Performance Optimization
When extracting metadata from multiple pages, consider implementing concurrent processing:
require 'concurrent'
class BatchMetadataExtractor
def self.extract_from_urls(urls, max_threads: 5)
pool = Concurrent::ThreadPoolExecutor.new(
min_threads: 1,
max_threads: max_threads
)
futures = urls.map do |url|
Concurrent::Future.execute(executor: pool) do
extractor = RobustMetadataExtractor.new(url)
{ url: url, metadata: extractor.extract_all_metadata }
rescue StandardError => e
{ url: url, error: e.message }
end
end
results = futures.map(&:value)
pool.shutdown
pool.wait_for_termination
results
end
end
# Usage
urls = ['https://example1.com', 'https://example2.com', 'https://example3.com']

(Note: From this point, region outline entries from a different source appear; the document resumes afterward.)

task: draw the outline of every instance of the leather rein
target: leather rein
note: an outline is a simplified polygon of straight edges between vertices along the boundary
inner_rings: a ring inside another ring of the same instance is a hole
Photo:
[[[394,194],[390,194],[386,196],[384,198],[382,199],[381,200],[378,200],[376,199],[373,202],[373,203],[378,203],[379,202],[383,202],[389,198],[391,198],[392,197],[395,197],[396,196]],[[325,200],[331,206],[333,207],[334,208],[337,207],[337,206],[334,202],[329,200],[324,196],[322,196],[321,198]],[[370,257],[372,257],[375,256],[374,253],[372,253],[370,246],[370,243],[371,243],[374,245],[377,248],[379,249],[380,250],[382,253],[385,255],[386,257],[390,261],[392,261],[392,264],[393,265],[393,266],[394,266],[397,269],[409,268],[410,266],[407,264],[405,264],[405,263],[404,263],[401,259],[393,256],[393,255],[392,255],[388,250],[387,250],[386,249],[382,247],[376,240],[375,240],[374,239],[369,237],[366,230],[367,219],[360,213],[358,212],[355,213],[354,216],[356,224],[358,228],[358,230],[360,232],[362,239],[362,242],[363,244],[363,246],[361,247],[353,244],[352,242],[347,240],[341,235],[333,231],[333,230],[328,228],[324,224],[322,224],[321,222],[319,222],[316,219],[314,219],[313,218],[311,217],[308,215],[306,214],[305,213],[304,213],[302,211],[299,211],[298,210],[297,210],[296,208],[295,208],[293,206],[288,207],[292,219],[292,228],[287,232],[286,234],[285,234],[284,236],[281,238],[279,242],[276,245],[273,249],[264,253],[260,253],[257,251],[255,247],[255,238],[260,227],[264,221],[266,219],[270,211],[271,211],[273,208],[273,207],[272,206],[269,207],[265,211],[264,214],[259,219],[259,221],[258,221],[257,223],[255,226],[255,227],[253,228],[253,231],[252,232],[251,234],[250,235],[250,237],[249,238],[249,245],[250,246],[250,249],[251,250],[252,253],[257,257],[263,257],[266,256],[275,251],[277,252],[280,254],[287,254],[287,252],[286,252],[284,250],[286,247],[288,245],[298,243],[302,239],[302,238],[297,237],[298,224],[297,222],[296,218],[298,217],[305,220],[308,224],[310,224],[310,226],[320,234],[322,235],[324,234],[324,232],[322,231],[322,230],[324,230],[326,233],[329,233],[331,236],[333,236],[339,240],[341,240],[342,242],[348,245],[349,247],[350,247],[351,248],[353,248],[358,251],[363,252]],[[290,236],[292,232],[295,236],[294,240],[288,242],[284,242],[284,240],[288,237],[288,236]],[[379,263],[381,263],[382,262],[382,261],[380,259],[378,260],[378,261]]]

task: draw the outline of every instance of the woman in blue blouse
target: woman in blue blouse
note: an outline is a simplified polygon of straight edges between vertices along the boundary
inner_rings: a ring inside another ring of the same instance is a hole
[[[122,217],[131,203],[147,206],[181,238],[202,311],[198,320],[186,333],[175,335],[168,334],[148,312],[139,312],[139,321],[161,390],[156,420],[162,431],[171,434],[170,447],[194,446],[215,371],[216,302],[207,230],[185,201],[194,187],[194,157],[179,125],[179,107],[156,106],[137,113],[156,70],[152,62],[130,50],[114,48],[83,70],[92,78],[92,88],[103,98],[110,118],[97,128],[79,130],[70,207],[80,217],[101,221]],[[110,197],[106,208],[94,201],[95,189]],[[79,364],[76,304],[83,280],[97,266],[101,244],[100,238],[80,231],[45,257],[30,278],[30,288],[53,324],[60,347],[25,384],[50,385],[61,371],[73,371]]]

results = BatchMetadataExtractor.extract_from_urls(urls)
Conclusion
Ruby's Nokogiri library provides a powerful and flexible way to extract metadata from web pages. Whether you need basic meta tags, social media metadata, or structured data, the techniques shown in this guide will help you build robust metadata extraction tools. Remember to handle errors gracefully, respect website rate limits, and consider the legal implications of web scraping.
For websites with complex JavaScript-rendered content, you might need to combine these Ruby techniques with browser automation tools to ensure you're capturing all available metadata. This comprehensive approach will serve you well for SEO analysis, content aggregation, and web scraping projects.